Tostitos commercials omg worst. Stop marketing women as boring hags please.

I’ll try. Not to cry. j/k. Love crying.

Friday I’m in shove.

Stop. Salad time.

Fan mail is increasing in other news. Like, nice mail. raymitheminxATgmail.com BTW

I’m wearing snow boots to dinner tonight. (I did).

Two songs at once again #yolo #cray

Betty Grumble is amazing.

I dont need to talk about it I know about it too much live it the trick is to forget about it erase it disassociate from it.

The necklace I got Raymbecca – obvs I was drunk.

Was that “throwing shade?” Can geezers “throw shade”?

I have never been Lauren Whiter.(I miss tanorexia).

Oh great, more snow. That’s awesome. Thanks.

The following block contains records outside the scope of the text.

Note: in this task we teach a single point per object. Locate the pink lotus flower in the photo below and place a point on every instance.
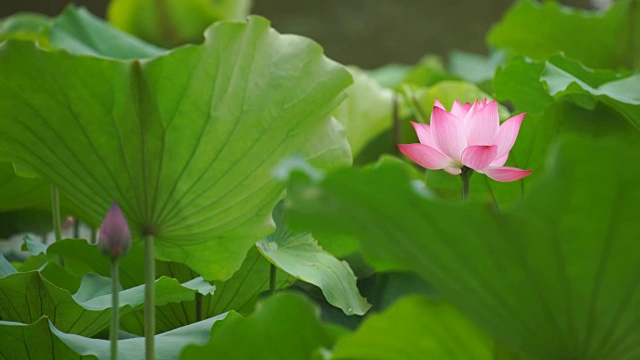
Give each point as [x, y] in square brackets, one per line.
[469, 136]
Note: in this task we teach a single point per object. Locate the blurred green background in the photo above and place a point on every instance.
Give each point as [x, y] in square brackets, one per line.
[367, 33]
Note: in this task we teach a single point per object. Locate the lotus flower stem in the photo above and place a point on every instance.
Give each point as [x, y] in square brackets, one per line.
[272, 279]
[149, 297]
[94, 236]
[198, 306]
[465, 175]
[397, 128]
[55, 210]
[115, 309]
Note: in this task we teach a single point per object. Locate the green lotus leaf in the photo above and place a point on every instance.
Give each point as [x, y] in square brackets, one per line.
[25, 26]
[285, 326]
[239, 293]
[552, 277]
[173, 22]
[366, 112]
[185, 142]
[415, 328]
[300, 255]
[27, 296]
[600, 40]
[80, 32]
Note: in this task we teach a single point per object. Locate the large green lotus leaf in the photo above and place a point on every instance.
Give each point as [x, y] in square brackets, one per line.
[42, 341]
[298, 254]
[366, 112]
[173, 22]
[81, 258]
[239, 293]
[416, 328]
[600, 40]
[554, 277]
[532, 85]
[26, 296]
[80, 32]
[584, 87]
[284, 326]
[185, 142]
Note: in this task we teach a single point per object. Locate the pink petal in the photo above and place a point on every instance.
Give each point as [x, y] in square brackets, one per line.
[448, 133]
[453, 170]
[506, 174]
[482, 127]
[459, 110]
[508, 133]
[500, 161]
[479, 157]
[424, 133]
[425, 156]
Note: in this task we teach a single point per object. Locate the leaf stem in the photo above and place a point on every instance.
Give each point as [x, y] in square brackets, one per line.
[466, 175]
[55, 210]
[94, 236]
[149, 297]
[272, 279]
[115, 309]
[198, 306]
[396, 131]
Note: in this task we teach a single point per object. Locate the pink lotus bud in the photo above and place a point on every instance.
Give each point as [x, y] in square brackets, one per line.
[115, 237]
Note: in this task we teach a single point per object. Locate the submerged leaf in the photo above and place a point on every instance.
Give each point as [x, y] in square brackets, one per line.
[300, 255]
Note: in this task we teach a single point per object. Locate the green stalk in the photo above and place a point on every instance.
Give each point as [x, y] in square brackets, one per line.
[396, 131]
[466, 175]
[272, 279]
[149, 298]
[198, 307]
[94, 236]
[115, 309]
[55, 210]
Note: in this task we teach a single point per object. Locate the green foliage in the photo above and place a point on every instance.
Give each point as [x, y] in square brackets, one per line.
[165, 139]
[42, 340]
[434, 330]
[28, 296]
[80, 32]
[366, 112]
[173, 22]
[285, 326]
[195, 143]
[600, 40]
[300, 255]
[541, 277]
[25, 26]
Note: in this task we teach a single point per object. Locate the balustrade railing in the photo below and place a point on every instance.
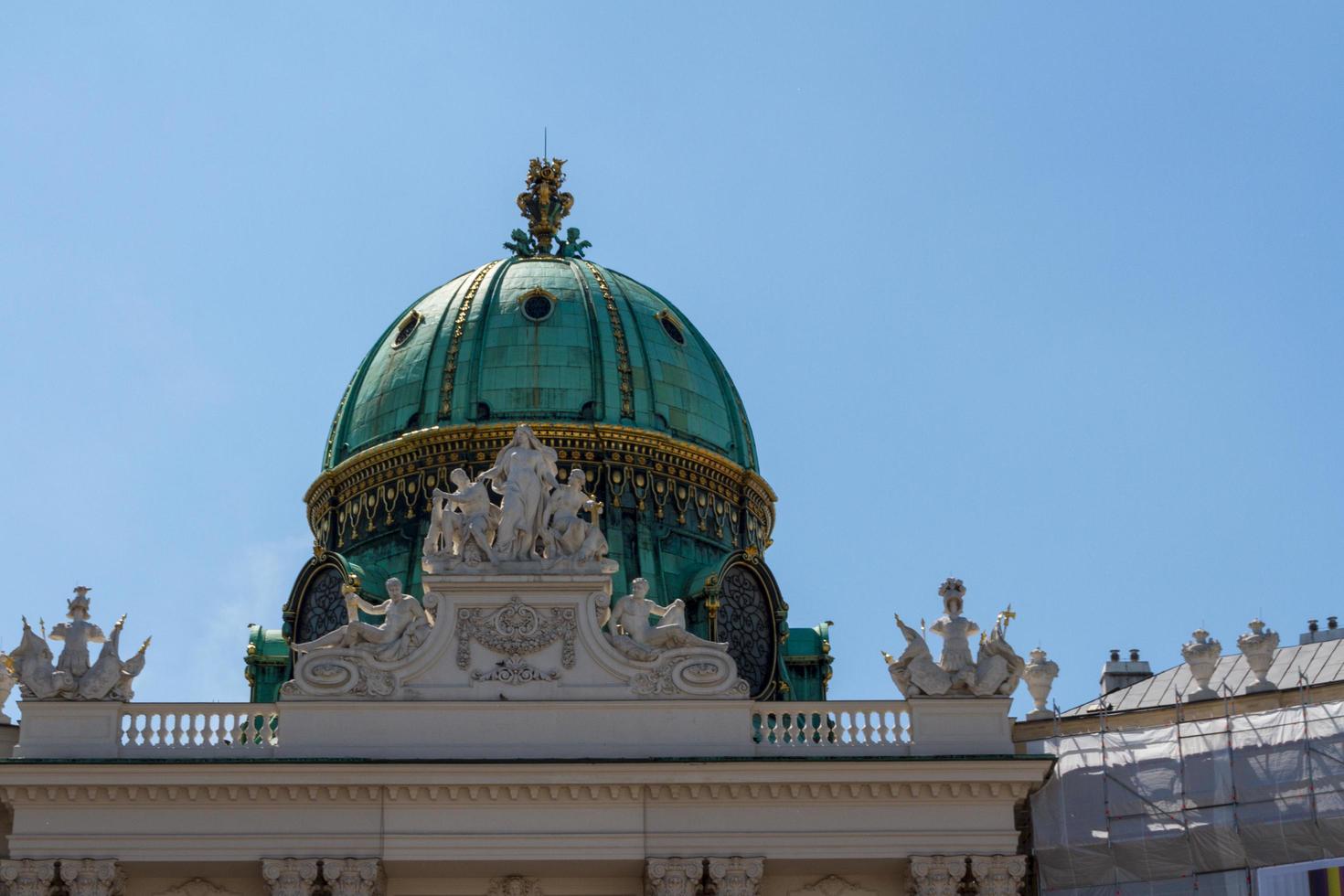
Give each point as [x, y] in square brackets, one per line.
[875, 727]
[214, 727]
[869, 727]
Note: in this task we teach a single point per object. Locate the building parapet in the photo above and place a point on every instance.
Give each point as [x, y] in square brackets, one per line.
[514, 730]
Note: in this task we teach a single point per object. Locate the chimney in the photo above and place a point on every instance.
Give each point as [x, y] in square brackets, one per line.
[1315, 633]
[1120, 673]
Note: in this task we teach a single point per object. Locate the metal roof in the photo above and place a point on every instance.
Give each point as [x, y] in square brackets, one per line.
[1320, 663]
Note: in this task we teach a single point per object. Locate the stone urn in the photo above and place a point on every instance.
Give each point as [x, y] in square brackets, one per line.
[1040, 675]
[1258, 646]
[1201, 657]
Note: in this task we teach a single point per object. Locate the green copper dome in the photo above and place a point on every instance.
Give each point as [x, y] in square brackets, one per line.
[542, 338]
[609, 375]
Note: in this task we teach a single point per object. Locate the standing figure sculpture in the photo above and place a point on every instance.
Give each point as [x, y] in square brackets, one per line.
[403, 627]
[995, 669]
[73, 676]
[523, 475]
[78, 635]
[468, 532]
[568, 534]
[955, 630]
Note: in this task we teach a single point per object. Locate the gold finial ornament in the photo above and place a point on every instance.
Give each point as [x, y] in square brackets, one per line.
[542, 203]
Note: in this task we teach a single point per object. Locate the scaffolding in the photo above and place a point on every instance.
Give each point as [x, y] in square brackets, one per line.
[1191, 806]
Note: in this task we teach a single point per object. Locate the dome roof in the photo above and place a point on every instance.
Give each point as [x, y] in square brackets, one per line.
[542, 338]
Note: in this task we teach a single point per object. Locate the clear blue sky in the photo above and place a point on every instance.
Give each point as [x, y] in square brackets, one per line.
[1047, 297]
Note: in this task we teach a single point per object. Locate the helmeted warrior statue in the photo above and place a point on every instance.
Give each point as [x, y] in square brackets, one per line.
[73, 676]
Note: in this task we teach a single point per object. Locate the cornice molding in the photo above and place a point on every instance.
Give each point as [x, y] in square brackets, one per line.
[940, 792]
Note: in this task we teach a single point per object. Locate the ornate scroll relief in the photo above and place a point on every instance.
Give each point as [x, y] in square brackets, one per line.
[73, 676]
[998, 875]
[995, 669]
[538, 526]
[354, 876]
[28, 876]
[935, 875]
[362, 658]
[197, 887]
[832, 885]
[289, 876]
[515, 630]
[735, 876]
[674, 876]
[91, 876]
[682, 664]
[514, 885]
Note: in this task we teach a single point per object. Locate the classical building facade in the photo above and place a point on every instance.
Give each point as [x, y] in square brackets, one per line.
[537, 652]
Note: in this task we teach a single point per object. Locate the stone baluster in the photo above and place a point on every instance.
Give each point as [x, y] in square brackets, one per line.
[735, 876]
[674, 876]
[935, 875]
[27, 876]
[998, 875]
[354, 876]
[289, 876]
[91, 876]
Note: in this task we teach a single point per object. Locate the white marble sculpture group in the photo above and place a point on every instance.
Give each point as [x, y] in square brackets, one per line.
[73, 676]
[995, 669]
[538, 521]
[509, 602]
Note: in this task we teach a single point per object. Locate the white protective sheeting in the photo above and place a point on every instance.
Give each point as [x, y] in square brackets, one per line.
[1158, 810]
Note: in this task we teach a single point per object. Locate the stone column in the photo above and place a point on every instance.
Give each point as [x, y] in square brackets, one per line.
[998, 875]
[674, 876]
[289, 876]
[935, 875]
[354, 876]
[91, 876]
[735, 876]
[27, 876]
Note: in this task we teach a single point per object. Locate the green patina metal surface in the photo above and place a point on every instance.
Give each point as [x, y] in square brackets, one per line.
[563, 368]
[611, 351]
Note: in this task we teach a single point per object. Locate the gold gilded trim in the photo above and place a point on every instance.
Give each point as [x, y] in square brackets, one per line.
[684, 484]
[445, 404]
[623, 352]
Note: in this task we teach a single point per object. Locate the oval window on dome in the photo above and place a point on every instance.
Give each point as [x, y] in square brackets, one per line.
[406, 328]
[537, 305]
[671, 328]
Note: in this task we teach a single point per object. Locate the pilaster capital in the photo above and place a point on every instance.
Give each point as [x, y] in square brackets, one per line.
[354, 876]
[735, 876]
[935, 875]
[91, 876]
[27, 876]
[289, 876]
[674, 876]
[998, 875]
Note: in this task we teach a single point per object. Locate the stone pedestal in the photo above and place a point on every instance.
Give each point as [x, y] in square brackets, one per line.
[8, 739]
[68, 730]
[506, 637]
[960, 726]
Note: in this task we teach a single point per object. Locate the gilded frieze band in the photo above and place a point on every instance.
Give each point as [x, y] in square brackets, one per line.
[682, 484]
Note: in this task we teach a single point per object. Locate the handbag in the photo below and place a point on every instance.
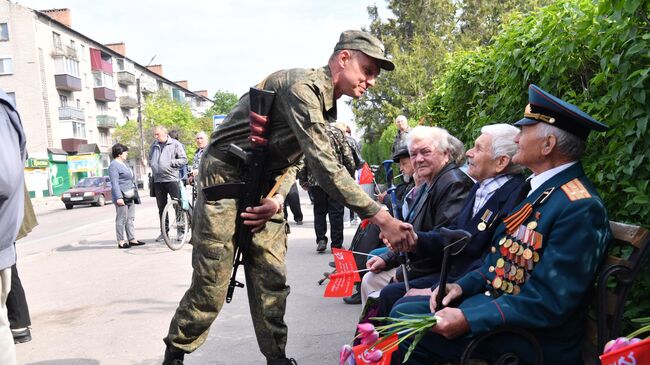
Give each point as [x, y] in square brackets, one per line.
[152, 188]
[128, 193]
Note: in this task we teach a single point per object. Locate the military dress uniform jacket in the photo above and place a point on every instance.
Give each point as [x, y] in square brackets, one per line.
[304, 106]
[480, 225]
[540, 273]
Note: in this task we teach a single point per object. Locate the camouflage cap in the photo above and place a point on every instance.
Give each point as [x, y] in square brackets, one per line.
[366, 43]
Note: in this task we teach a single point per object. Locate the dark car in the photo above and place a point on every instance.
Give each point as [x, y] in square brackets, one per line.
[89, 190]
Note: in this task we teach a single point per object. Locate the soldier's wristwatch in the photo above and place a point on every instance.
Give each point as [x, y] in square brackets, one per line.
[280, 199]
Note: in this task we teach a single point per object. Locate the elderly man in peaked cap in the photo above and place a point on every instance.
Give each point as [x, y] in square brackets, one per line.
[546, 252]
[305, 102]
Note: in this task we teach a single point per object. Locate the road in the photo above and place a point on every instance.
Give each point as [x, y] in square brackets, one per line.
[92, 303]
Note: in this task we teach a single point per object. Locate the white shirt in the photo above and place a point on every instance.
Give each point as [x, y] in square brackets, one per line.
[537, 180]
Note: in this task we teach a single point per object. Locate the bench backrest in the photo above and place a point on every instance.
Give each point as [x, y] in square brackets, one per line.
[629, 246]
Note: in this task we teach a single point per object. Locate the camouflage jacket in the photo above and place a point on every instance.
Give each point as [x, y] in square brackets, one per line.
[304, 105]
[343, 154]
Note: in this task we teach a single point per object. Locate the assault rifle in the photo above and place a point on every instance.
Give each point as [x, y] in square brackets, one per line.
[249, 191]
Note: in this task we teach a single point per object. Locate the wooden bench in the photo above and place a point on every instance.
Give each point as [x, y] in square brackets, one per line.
[629, 247]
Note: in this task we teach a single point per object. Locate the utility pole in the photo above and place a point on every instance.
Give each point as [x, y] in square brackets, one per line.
[137, 83]
[145, 182]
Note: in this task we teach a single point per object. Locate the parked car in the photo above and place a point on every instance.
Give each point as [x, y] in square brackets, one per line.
[89, 190]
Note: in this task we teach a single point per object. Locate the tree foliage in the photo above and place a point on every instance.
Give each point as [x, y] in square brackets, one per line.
[224, 101]
[160, 109]
[594, 55]
[419, 36]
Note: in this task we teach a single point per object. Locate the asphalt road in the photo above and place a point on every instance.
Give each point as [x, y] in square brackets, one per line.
[92, 303]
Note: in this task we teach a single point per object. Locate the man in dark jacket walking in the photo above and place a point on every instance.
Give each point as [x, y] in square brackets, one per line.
[166, 157]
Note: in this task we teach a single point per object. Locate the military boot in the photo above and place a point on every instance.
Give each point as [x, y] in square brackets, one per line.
[284, 361]
[173, 357]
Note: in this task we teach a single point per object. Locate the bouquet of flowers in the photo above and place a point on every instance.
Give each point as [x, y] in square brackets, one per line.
[378, 343]
[629, 350]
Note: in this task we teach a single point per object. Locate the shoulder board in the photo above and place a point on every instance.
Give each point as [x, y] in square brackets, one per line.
[574, 190]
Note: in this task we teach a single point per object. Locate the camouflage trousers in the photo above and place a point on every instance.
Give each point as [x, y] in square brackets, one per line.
[212, 258]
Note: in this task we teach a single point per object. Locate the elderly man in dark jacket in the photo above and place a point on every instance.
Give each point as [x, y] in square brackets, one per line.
[166, 157]
[437, 203]
[495, 193]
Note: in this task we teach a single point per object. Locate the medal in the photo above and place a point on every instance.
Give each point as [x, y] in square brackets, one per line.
[496, 283]
[484, 219]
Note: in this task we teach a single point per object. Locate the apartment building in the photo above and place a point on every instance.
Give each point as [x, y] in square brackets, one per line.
[71, 92]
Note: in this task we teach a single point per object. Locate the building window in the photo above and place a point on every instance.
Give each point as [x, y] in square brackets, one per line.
[12, 98]
[5, 66]
[4, 32]
[104, 138]
[79, 129]
[102, 79]
[68, 66]
[56, 40]
[102, 107]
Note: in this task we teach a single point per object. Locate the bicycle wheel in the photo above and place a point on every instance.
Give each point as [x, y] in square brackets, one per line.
[178, 227]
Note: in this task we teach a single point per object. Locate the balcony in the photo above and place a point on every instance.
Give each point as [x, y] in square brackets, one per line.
[106, 121]
[70, 113]
[104, 94]
[128, 102]
[125, 78]
[60, 50]
[67, 82]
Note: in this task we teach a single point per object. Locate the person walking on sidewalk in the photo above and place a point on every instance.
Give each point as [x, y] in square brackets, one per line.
[12, 159]
[166, 158]
[125, 195]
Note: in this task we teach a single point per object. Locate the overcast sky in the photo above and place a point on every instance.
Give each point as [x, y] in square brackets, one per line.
[225, 45]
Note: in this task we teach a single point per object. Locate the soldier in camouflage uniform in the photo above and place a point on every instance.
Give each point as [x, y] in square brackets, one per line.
[304, 104]
[324, 205]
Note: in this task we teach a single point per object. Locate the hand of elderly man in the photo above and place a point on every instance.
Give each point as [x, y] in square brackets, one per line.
[451, 323]
[404, 246]
[393, 230]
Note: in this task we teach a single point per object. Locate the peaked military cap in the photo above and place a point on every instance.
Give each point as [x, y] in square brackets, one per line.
[401, 152]
[366, 43]
[546, 108]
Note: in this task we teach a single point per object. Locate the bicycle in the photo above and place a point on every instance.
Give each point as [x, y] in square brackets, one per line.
[177, 216]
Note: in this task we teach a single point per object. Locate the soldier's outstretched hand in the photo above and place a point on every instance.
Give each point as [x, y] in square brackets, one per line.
[258, 216]
[394, 231]
[453, 292]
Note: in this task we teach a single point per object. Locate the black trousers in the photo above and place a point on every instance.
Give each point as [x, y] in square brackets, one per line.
[162, 189]
[323, 206]
[17, 308]
[293, 202]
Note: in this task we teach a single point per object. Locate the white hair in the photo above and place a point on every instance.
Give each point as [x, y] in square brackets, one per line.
[503, 143]
[437, 137]
[567, 143]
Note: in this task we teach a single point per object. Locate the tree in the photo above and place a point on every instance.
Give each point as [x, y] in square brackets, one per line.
[224, 101]
[421, 36]
[159, 109]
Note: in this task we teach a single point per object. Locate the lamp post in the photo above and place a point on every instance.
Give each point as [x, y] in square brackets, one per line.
[145, 182]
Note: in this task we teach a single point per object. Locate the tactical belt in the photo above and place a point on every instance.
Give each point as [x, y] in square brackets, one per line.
[227, 158]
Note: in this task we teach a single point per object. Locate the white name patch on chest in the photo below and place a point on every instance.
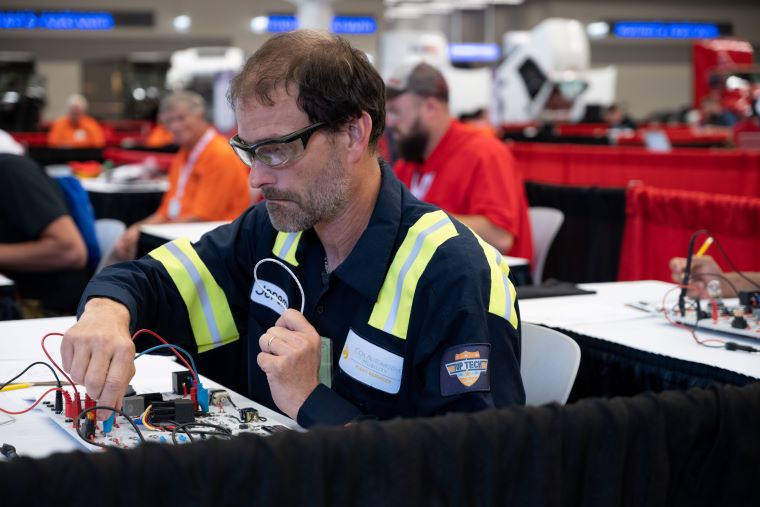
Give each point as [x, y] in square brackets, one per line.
[269, 295]
[370, 364]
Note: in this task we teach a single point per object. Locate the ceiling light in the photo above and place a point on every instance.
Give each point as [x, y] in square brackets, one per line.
[259, 24]
[182, 23]
[598, 30]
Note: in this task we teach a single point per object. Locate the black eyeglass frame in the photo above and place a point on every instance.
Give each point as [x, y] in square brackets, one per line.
[303, 134]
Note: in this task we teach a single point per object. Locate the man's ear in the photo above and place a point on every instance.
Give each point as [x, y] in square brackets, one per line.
[359, 131]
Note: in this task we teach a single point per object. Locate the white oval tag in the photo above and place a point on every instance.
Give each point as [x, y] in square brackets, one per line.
[269, 295]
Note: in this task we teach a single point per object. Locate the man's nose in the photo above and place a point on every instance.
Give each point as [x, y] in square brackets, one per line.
[260, 175]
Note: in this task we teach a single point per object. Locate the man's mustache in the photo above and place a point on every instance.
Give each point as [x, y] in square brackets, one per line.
[278, 195]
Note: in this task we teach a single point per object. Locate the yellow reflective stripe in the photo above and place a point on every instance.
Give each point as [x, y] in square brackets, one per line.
[394, 302]
[502, 298]
[285, 246]
[210, 315]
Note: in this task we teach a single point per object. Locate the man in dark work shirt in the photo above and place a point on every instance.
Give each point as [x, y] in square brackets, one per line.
[41, 248]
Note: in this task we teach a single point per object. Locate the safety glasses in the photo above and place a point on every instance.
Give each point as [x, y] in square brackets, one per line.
[275, 152]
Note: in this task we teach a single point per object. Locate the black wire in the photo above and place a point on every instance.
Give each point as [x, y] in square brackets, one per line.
[27, 369]
[731, 264]
[86, 411]
[222, 431]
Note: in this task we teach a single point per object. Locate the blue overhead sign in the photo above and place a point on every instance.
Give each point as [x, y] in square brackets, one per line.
[665, 30]
[344, 25]
[282, 23]
[473, 52]
[56, 20]
[354, 25]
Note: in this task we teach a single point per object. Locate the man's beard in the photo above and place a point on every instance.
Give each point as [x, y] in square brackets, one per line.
[322, 201]
[412, 146]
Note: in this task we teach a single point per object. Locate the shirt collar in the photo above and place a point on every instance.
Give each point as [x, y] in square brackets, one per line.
[365, 267]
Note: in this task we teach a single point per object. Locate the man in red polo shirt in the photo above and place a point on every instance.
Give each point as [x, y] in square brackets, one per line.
[454, 166]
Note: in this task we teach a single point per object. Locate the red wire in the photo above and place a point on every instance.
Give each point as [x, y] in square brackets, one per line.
[56, 364]
[35, 403]
[180, 356]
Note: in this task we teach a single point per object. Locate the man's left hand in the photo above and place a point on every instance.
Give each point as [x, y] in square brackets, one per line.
[290, 357]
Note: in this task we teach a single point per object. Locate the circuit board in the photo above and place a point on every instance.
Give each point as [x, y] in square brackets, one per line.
[228, 420]
[723, 324]
[729, 318]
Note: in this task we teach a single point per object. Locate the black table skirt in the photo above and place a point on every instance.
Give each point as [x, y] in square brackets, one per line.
[129, 207]
[609, 369]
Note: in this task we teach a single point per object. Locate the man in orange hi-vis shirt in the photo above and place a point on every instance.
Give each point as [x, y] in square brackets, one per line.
[207, 181]
[76, 129]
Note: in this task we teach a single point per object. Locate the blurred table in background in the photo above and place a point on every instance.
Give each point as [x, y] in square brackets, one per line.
[128, 202]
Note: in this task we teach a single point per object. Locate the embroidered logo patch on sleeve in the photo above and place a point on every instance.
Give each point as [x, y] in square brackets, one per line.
[464, 368]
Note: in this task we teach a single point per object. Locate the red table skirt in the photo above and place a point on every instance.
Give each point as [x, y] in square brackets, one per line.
[659, 223]
[120, 156]
[733, 172]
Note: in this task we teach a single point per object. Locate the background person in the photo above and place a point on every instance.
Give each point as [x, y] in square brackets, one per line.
[41, 249]
[76, 129]
[459, 168]
[207, 181]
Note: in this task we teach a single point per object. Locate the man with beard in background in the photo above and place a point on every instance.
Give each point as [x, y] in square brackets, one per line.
[455, 166]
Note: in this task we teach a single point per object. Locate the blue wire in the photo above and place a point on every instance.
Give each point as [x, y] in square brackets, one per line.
[175, 347]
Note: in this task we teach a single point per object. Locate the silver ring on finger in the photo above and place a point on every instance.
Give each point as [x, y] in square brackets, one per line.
[269, 343]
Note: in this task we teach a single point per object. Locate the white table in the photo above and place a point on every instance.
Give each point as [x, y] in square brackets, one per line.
[104, 186]
[35, 434]
[604, 316]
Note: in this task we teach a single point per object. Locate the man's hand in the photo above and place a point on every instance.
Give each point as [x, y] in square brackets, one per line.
[290, 357]
[701, 269]
[98, 352]
[125, 248]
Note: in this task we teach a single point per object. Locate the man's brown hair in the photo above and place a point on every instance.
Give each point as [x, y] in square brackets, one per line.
[335, 82]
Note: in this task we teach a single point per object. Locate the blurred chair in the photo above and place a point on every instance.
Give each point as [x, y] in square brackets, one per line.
[548, 364]
[107, 231]
[544, 225]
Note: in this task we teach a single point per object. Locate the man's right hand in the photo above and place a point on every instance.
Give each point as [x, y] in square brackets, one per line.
[701, 269]
[98, 351]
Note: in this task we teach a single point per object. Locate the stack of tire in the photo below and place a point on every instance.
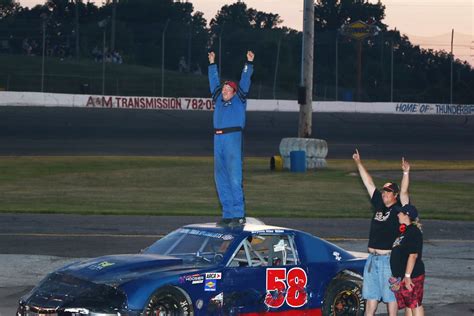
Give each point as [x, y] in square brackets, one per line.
[316, 151]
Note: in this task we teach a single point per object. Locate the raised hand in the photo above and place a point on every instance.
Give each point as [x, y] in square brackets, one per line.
[356, 156]
[212, 57]
[250, 55]
[405, 165]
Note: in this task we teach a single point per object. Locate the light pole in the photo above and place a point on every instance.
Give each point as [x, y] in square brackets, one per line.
[391, 71]
[103, 25]
[44, 18]
[276, 68]
[220, 49]
[451, 75]
[163, 58]
[337, 64]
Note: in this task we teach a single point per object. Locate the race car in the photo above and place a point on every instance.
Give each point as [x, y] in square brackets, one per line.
[208, 269]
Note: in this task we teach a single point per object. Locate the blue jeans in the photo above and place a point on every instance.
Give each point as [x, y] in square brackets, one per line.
[376, 274]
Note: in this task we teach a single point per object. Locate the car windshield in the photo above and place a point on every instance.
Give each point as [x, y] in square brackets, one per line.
[194, 246]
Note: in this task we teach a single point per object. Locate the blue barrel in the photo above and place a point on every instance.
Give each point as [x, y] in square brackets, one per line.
[298, 161]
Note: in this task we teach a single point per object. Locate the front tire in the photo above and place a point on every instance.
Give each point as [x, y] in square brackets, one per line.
[344, 297]
[169, 301]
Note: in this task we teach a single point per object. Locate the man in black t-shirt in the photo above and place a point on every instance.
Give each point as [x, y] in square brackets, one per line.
[406, 263]
[383, 231]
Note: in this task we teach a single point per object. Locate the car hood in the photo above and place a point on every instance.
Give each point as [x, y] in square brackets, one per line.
[118, 268]
[95, 283]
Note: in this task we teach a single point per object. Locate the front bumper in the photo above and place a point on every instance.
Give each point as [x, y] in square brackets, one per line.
[64, 295]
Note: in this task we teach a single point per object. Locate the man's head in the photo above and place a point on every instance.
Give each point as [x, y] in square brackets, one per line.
[408, 212]
[390, 192]
[228, 90]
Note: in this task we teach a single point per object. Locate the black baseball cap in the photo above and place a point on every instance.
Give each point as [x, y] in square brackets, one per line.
[409, 210]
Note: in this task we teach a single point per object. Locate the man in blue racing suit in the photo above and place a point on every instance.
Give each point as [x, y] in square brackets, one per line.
[229, 122]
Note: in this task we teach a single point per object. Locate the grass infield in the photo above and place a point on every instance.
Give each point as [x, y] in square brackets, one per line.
[185, 186]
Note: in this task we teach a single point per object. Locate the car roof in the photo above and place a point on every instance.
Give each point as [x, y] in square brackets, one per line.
[248, 227]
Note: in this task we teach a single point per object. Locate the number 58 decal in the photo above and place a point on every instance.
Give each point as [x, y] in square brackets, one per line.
[289, 287]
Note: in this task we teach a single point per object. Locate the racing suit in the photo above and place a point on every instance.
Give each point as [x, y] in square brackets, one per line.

The emo artiste thing has been my thing since things were things.

this movie is equal parts scary and boring

I don’t know what I know.

Unadulterated happiness.

Much better natural.

Because instagram forces you to crop it.

I remember when selfies were all I took until I made my blog world about other things too and told the story in that way. Now there are girls I see “on the internet” photo-blasting their faces off but when I do it (the odd once or twice now) I seem to get the most flack for it. Bizarre.

In any event I have things to pretend to do now so have a great one. I’ll blog my VDay article later if they run it today. xoxoxoo bro.